Favors Penitentiary Punishment for

Offenders Who Are Giving

Department Unnecessary Runs.

Boys Usually Offend


    More false alarms have been turned into the fire department in the last two weeks than were responded to in the previous two months

    Owing, it is believed, to the easy way that offenders have been treated up to the present time, there seems to be no restraining force to keep the maliciously inclined form making the fire department do more work than necessary.

    Chief Lips said yesterday when asked about the unusual frequency of false alarms:
    "Whenever we have caught anyone who turned in a false alarm, it is either a boy about eight or ten years old or else a drunken man.
    "There is no way to locate an offender unless a police officer happens to see someone commit the offense.  Then when one of the miscreants is caught, he is usually lightly dealt with by the courts.  In many states it is a penitentiary offense to turn in a false alarm and it should be in California

Both From Hope Street

    "This afternoon there were two alarms turned in.  One at the corner of Eleventh and Hope and the other at the corner of Eight and Hope.  It is probable that both were tuned in by the same person.  All we can do in a case like that is to report the occurrence to the police and if they find the offender he is prosecuted.

    "In several sections of Los Angeles we cannot leave the keys in the boxes, for the number of false alarms that would come in from them is something scandalous.

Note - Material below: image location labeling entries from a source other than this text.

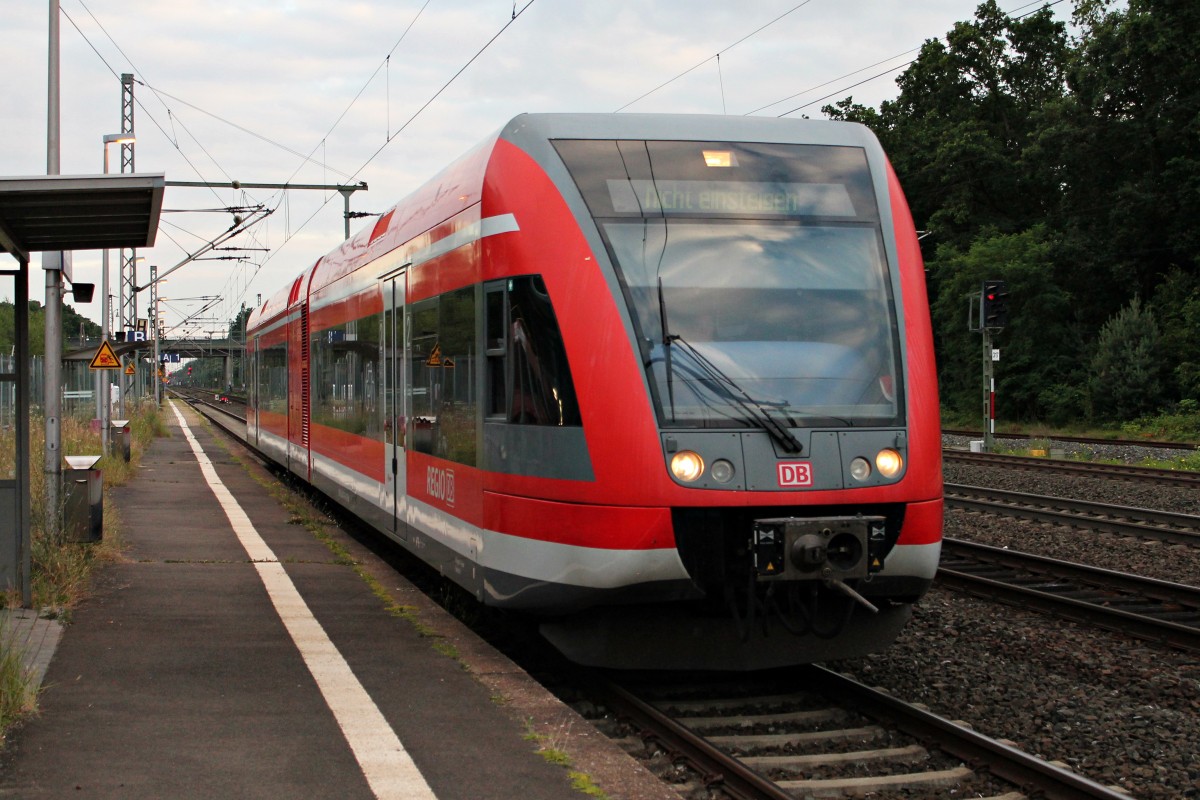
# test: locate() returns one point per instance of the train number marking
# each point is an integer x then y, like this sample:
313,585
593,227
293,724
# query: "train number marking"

    "The keys of the box at the corner of Buena Vista and Sunset boulevard cannot be kept there nor can the ones for the box at Main and Wilhardt and for box 236 in Boyle Heights.

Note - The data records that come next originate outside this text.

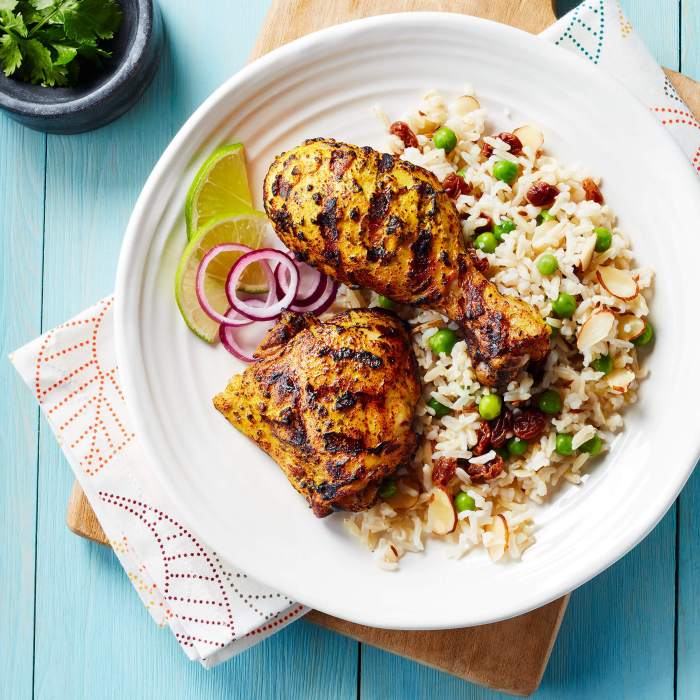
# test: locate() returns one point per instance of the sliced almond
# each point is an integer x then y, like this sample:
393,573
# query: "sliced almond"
500,537
404,499
619,283
630,327
595,329
442,516
587,253
549,234
530,136
465,104
620,379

    "When we used to leave the keys in the boxes at these places false alarms came in at the rate of three or four a week.

    "Some action should be taken that would deter maliciously inclined youngsters and others from turning in false alarms."

    The police discovered last night that a kodak fiend, anxious to take a snapshot of a fire department responding to a call, was responsible for an alarm turned in about 1 o'clock yesterday afternoon from the box at Eighth and Hope streets.

    Several small boys are authority for the statement that they saw a man equipped with a big camera run to the box, turn in the alarm and wait to see the engines arrive.  They said that he disappeared after taking a snap.